Se tenir toujours préparé contre les attaques des rustiques, des opiniâtres, des présomptueux, et de tous les autres impertinents.

Il s’en rencontre beaucoup, et la prudence consiste à n’en venir jamais aux prises avec eux. Que le sage se mire tous les jours au miroir de sa réflexion, pour voir le besoin qu’il a de s’armer de résolution, et, par ce moyen, il rompra tous les coups de la folie. S’il y pense sérieusement, il ne s’exposera jamais aux risques ordinaires que l’on court à se commettre avec les fous. L’homme muni de prudence ne sera jamais vaincu par l’impertinence.

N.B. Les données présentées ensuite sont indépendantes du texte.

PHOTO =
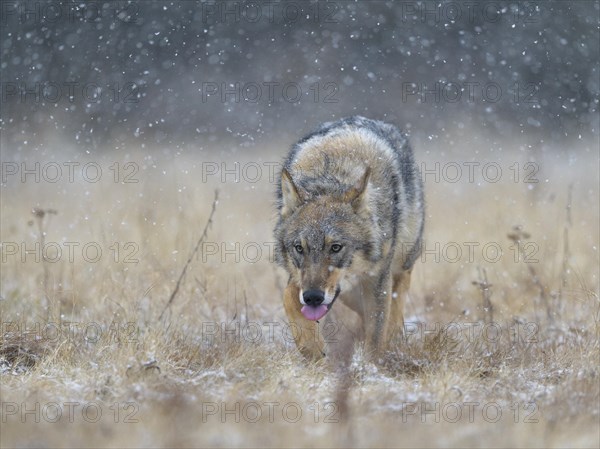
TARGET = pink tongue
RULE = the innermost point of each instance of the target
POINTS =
(314, 313)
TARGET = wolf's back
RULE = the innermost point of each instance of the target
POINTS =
(331, 159)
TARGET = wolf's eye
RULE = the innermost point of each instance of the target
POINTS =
(336, 248)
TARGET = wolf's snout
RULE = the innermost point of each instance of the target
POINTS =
(313, 297)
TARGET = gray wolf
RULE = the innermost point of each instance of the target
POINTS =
(350, 225)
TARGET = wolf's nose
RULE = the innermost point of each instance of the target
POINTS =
(313, 297)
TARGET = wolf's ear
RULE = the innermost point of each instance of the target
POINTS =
(356, 193)
(290, 195)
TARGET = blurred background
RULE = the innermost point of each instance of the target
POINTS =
(96, 74)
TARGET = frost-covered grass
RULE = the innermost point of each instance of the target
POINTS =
(81, 337)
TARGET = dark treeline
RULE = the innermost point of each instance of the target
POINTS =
(157, 71)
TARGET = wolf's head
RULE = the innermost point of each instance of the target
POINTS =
(323, 238)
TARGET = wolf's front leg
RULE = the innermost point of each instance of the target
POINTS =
(306, 332)
(377, 315)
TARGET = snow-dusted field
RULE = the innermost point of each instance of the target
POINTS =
(85, 360)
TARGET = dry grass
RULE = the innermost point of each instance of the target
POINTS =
(89, 332)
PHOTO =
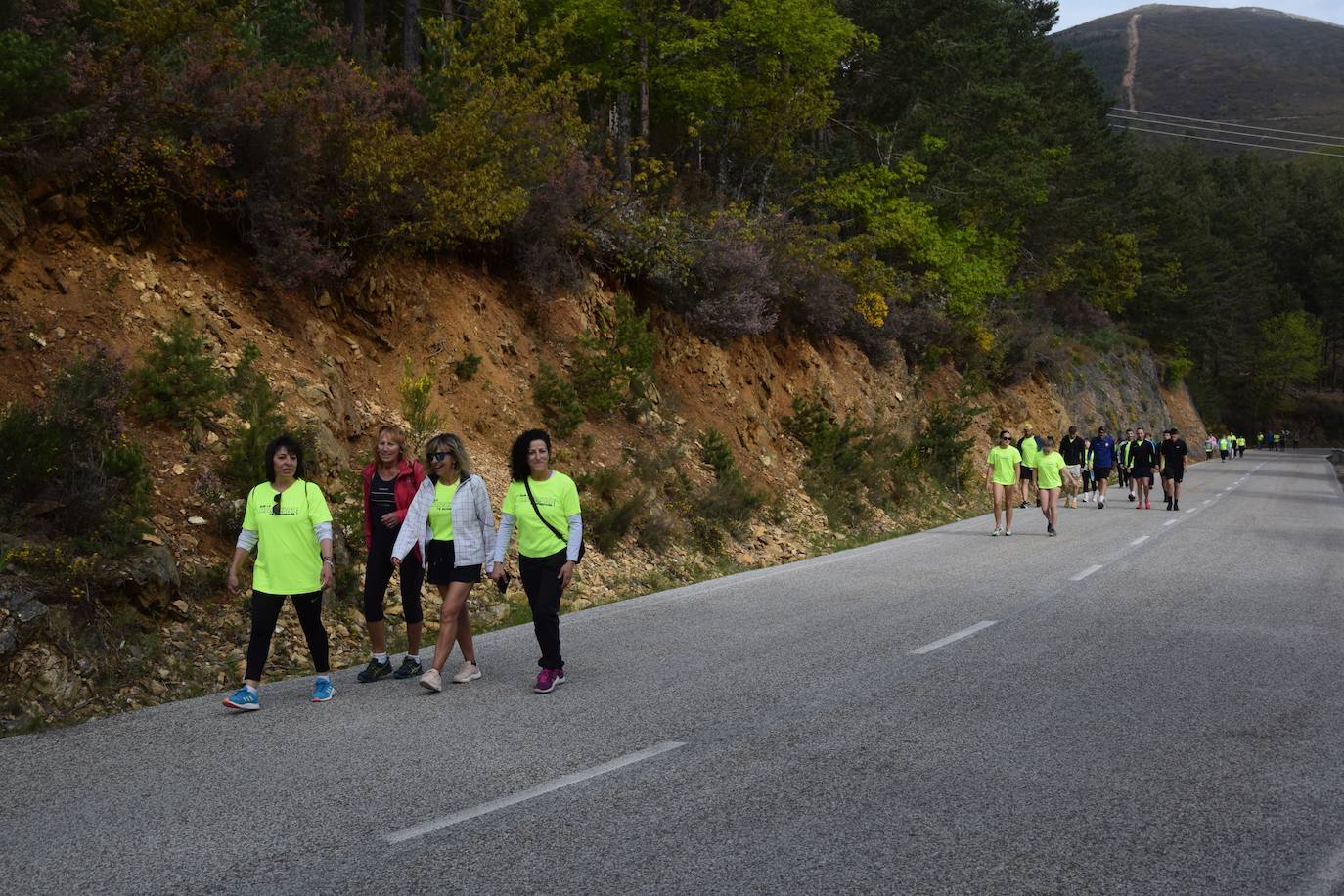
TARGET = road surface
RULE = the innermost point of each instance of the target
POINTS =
(1149, 702)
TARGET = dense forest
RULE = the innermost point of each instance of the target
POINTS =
(931, 175)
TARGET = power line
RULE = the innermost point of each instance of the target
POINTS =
(1219, 130)
(1207, 121)
(1234, 143)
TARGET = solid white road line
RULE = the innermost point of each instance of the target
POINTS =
(956, 636)
(523, 795)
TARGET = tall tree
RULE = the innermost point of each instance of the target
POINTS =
(410, 36)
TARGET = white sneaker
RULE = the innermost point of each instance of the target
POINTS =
(431, 680)
(470, 672)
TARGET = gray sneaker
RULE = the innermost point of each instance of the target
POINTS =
(470, 672)
(376, 670)
(410, 666)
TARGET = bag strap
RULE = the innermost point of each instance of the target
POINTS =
(538, 511)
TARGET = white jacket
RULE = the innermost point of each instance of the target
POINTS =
(473, 522)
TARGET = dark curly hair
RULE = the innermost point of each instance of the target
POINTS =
(284, 441)
(517, 467)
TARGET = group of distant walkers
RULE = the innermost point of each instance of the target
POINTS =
(1234, 446)
(431, 521)
(1080, 469)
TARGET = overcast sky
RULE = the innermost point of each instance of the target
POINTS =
(1073, 13)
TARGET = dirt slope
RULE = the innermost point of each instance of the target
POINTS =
(337, 360)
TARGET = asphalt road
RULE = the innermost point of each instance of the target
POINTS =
(1153, 709)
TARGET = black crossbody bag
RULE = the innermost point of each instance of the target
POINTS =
(554, 531)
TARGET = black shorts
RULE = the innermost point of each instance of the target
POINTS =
(441, 569)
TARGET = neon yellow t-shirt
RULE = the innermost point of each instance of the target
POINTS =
(1049, 468)
(288, 557)
(1005, 460)
(1030, 452)
(441, 511)
(557, 499)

La navigation de la vie civile est dangereuse, parce qu’elle est pleine d’écueils où la réputation se brise. Le plus sûr est de se détourner, en prenant d’Ulysse des leçons de finesse. C’est ici qu’une défaite artificieuse est de grand service ; mais surtout sauve-toi par la galanterie, car c’est le plus court chemin pour sortir d’affaire.

CCLVII

N’en venir jamais à la rupture.

Car la réputation en sort toujours ébréchée. Tout homme est suffisant pour être ennemi, mais non pas pour être ami. Très peu sont en état de faire du bien, mais presque tous peuvent faire du mal. L’aigle n’est pas en sûreté entre les bras de Jupiter même, le jour qu’il offense l’escarbot.